2017 Arnot Roberts El Dorado Gamay Noir

 

$29.99

It was the Spring of 2012 and I had just completed a mega-day of tasting the tiptop of Napa’s elite wineries, culminating in a disastrous drunken episode at Harlan.

The next day, my friend and chauffeur – Kenny from Folk Machine – decided he needed to prove to me that real wine was being made in California. None of that billionaire-juice from Napa. The first stop when we headed out? Arnot-Roberts.

You’ve heard me talk about these guys before, so I’ll keep the story short and about the wine.

Almost always their stuff is allocated and hardly hits our shelves – including these two “wackies” – a Trousseau and Gamay Noir.

The Trousseau they were already working on in 2012, but it had serious complications. First off, as far as they knew then, there was only one grower growing it. Secondly, it loves to oxidize, going from a juicy strawberry red to a brickhouse grey right before your eyes. The first 2011 batch had done just that in their 500 liter hogshead barrel and they had to throw it all away. But what a beauty this is – spicy Red Hots fruit, light and quick on the palate, ever so fresh, bringing a smile to everyone’s face. It took me years to get them to release some to Wisconsin. Usually it comes and goes in a flash. But for right now, I have a little.
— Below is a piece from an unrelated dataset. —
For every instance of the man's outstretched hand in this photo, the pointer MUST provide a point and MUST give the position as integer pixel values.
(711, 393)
They started with Gamay Noir after my first visit. From Gold Rush-era old vines up in the Sierra foothills, this is dark purply goodness that is also snappy and fresh on the palate. It’s lively, pure, as good as any Cru Beaujolais and brilliantly showcases its California roots. Again, it usually comes and goes without even hitting the shelf, but I do have a little.

Here are two irresistible Schatzi babies, perfect for a warm fall afternoon, come rain or come shine!